Transcription factors NF-κB are ubiquitously expressed and can both induce and repress gene expression by binding to κB elements present in the promoters of target genes including the genes that control apoptosis, adhesion, inflammation, and tissue remodeling (reviewed in 39
). Activation of NF-κB involves the phosphorylation of its inhibitory protein IκB by IκB kinase (IKK) complex which results in its degradation and release of NF-κB. It has been shown that the incidence and severity of CIA were decreased significantly in transgenic mice constitutively expressing IκB compared with nontransgenic littermates (40
).

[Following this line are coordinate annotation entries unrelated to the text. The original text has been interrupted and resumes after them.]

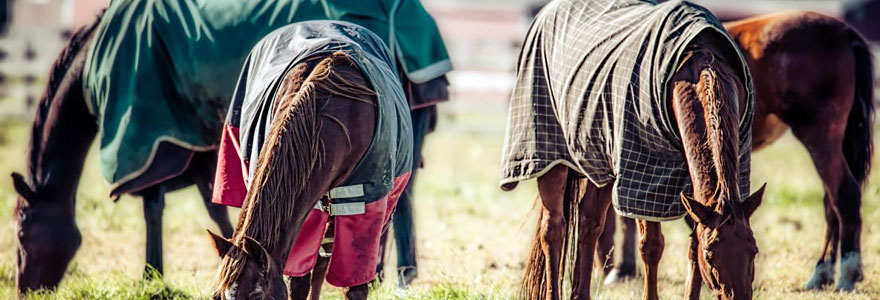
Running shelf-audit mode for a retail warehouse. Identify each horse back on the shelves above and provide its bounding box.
[725,11,858,124]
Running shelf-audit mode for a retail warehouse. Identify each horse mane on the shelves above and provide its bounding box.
[27,9,106,184]
[696,52,742,216]
[214,52,376,297]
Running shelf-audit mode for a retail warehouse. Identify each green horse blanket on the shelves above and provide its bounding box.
[84,0,452,186]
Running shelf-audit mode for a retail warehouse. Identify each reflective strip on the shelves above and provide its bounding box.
[330,184,364,199]
[330,202,367,216]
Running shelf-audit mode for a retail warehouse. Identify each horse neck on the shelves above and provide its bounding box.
[235,76,321,259]
[28,56,98,211]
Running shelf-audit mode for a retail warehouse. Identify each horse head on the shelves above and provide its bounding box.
[681,184,766,299]
[12,173,82,294]
[208,231,287,300]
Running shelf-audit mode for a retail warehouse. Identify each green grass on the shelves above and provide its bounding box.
[0,113,880,300]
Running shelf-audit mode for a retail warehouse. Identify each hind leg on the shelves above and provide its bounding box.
[522,165,569,300]
[792,122,863,291]
[603,214,636,284]
[596,207,617,279]
[287,273,312,300]
[571,179,614,299]
[636,220,664,300]
[143,184,165,279]
[190,158,234,238]
[807,190,840,290]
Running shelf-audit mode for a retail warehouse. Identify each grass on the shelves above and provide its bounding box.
[0,112,880,300]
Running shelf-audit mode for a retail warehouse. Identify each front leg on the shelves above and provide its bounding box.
[685,219,703,300]
[638,220,664,300]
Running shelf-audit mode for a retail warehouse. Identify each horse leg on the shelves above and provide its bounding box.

Similar results were obtained when mice immunized to get CIA were treated with a small molecule inhibitor of NF-κB (41
). Attenuation of murine CIA by administration of a selective small molecule inhibitor of NF-κB correlated with the reduction in the levels of inflammatory cytokines such as IL-6 in the paw tissues of arthritic mice (42
). These data provide support to the results presented here showing that POMx inhibited the endotoxin-induced activation of NF-κB in mouse macrophages. Significantly low levels of IL-6 detected in the arthritic joints of POMx-fed mice compared to control mice (P
<0.005) may be related to the in vivo inhibitory effect of POMx on NF-κB activation. However, this remains to be investigated.
Additionally, low levels of inflammatory cytokines detected in the arthritic joints of the POMx-fed mice also support the hypothesis that the observed reduction in joint inflammation scores was likely due to the inhibition of inflammatory cytokine production in the joints. In contrast to the ineffectiveness of high dose POMx on the production of IL-1β in arthritic joints, low dose feeding of POMx was effective in suppressing the production of IL-1β () while high dose was needed to suppress the production of TNF-α (). These results suggest that the constituents of POMx are needed in different concentrations to suppress the damaging effects of IL-1β and TNF-α in arthritis and other diseases associated with abnormal production of these cytokines. Identification of these components of POMx will open new avenues for the development of effective preventive therapies against arthritis. Moreover, our demonstration of arthritis preventive and joint protective effects of POMx consumption provide support to the use of POMx or pomegranate containing dietary supplements for the prevention of inflammatory arthritis.